In TVR 2024-5 bespreekt Richard van ’t Zelfde drie vonnissen en een arrest die laten zien welke verjaringstermijn de strafrechter hanteert in maritieme personenschadezaken.

Rechtbank Den Haag d.d. 18 december 2020 (ECLI:NL:RBDHA:2020:13009), Rechtbank Midden-Nederland d.d. 20 oktober 2021 (ECLI:NL:RBMNE:2021:5065), en Hof Arnhem-Leeuwarden d.d. 18 juli 2023 (ECLI:NL:GHARL:2023:6120) en Rechtbank Noord-Holland d.d. 25 mei 2022 (ECLI:NL:RBNHO:2022:4980)

 

In TVR 2024-4 bespreekt Richard van ’t Zelfde de recente beschikkingen van de Rechtbank Rotterdam d.d. 25 oktober 2023 (ECLI:NL:RBROT:2023:9936) en d.d. 6 mei 2024 (ECLI:NL:RBROT:2024:4510).

In TVR 2024-3 bespreekt Richard van ’t Zelfde het vonnis van de Rechtbank Noord-Holland d.d. 31 januari 2024 (ECLI:NL:RBNHO:2024:626).

Op grond van artikel 66, eerste lid, Wet op de accijns (WA) wordt vrijstelling van accijns verleend indien gasolie wordt gebruikt voor de aandrijving van schepen en er wordt voldaan aan de bij algemene maatregel van bestuur (amvb) te stellen voorwaarden.

De amvb waarin de betreffende voorwaarden staan, is het Uitvoeringsbesluit accijns, in het bijzonder de artikelen 19 en 20 van dat besluit. Een van de voorwaarden genoemd in artikel 20 van het Uitvoeringsbesluit accijns houdt in dat de gasolie herkenningsmiddelen (Solvent Yellow) bevat. In artikel 13 van de Uitvoeringsregeling accijns is vervolgens bepaald dat het herkenningsmiddel Solvent Yellow moet zijn met per 1000 liter gasolie tussen 6 en 9 gram Solvent Yellow 124.

Nagenoeg alle Solvent Yellow zaken in Nederland gaan over gevallen waarin in bunkers of in slobtanks van schepen gasolie is aangetroffen met minder dan 6 gram Solvent Yellow per 1000 liter gasolie.

Standpunt binnenvaartschepen: niet gesjoemeld

 In de zaken die voor de rechters komen, nemen de exploitanten / eigenaren van schepen onder meer het standpunt in dat zij niet hebben gesjoemeld met de bunkerolie en dat zij hun gasolie altijd bunkeren / kopen bij erkende bunkerstations en nergens anders. Met andere woorden: als er al een verklaring is waarom de aangetroffen gasolie niet voldoet aan de Solvent Yellow normen, dan moet die verklaring gezocht worden bij de bunkerstations.

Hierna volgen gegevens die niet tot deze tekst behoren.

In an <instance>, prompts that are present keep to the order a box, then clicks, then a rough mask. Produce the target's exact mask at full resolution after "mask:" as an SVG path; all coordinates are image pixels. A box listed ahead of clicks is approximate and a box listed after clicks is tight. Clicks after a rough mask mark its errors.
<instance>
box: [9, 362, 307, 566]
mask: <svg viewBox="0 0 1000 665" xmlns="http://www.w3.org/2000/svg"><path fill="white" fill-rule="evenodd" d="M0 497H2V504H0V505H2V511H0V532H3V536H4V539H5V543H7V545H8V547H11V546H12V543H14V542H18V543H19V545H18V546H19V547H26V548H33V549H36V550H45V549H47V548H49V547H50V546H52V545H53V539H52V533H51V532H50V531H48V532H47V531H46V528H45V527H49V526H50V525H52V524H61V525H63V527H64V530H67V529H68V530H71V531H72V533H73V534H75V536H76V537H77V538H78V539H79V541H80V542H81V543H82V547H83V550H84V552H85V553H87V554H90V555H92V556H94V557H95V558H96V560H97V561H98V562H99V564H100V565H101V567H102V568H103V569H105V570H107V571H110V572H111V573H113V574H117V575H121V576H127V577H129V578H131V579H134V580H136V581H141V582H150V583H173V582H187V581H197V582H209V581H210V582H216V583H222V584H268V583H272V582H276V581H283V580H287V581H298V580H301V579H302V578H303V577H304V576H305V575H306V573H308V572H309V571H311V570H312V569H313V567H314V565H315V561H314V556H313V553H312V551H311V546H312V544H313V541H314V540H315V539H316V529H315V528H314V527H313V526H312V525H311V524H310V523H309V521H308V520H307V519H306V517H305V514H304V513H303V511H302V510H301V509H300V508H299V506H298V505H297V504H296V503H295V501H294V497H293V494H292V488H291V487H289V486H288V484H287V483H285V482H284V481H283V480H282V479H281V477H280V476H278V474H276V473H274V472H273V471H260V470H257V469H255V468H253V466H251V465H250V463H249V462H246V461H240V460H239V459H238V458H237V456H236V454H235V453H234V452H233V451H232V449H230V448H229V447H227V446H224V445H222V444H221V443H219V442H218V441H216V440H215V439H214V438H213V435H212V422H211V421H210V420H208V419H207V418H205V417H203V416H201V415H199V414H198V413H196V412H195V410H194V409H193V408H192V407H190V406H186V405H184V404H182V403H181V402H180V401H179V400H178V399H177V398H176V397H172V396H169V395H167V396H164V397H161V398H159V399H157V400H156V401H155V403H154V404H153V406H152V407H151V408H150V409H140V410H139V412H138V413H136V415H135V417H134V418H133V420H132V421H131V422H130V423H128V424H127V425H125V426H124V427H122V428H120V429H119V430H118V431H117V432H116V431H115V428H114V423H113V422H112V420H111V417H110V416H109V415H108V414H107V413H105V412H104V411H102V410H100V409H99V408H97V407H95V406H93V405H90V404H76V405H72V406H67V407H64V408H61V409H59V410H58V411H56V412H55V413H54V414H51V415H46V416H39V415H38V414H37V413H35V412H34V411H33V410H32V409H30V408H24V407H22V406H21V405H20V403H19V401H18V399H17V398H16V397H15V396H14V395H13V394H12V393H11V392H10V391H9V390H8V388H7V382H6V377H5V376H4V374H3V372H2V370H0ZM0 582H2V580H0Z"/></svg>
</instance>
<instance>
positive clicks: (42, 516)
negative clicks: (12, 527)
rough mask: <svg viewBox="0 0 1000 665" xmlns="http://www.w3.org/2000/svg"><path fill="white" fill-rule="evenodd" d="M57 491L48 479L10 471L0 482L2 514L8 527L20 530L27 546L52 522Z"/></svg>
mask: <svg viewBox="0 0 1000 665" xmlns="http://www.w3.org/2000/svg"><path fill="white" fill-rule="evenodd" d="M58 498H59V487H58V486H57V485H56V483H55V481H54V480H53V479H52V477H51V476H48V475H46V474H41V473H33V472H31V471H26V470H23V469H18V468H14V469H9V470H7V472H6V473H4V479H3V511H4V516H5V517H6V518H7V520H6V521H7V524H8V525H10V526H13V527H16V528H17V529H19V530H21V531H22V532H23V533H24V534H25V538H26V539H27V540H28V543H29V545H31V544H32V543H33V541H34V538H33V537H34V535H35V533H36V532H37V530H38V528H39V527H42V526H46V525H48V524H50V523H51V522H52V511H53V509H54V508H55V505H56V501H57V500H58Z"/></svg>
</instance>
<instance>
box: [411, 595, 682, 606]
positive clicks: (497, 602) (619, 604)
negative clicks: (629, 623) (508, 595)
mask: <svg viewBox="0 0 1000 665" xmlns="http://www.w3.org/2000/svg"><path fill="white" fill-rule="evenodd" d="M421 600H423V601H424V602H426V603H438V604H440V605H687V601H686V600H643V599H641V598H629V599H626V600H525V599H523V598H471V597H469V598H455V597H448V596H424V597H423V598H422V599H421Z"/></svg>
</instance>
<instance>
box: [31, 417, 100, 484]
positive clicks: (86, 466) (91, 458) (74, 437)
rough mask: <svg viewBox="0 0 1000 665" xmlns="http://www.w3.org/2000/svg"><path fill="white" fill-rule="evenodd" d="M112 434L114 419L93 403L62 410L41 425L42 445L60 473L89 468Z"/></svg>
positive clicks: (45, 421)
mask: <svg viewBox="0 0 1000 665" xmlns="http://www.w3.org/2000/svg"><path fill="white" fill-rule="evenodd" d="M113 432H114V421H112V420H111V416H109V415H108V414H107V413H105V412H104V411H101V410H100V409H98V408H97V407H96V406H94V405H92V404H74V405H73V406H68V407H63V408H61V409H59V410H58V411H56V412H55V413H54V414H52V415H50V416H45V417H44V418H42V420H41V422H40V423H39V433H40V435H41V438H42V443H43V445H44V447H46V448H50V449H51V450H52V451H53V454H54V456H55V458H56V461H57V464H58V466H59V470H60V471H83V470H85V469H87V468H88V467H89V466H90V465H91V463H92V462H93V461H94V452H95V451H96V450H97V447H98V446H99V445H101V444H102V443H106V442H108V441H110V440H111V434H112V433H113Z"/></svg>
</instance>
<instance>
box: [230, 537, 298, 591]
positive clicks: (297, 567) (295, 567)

Die bunkerstations hebben dan naar alle waarschijnlijkheid gasolie geleverd aan de schepen die niet voldoet aan de Solvent Yellow norm. Als er al accijns moet worden geheven, dan moet die van de bunkerstations worden geheven en niet via een naheffingsaanslag van de schepen.

Herkomst van gasolie aantonen aan de hand van bescheiden (bunkerbonnen)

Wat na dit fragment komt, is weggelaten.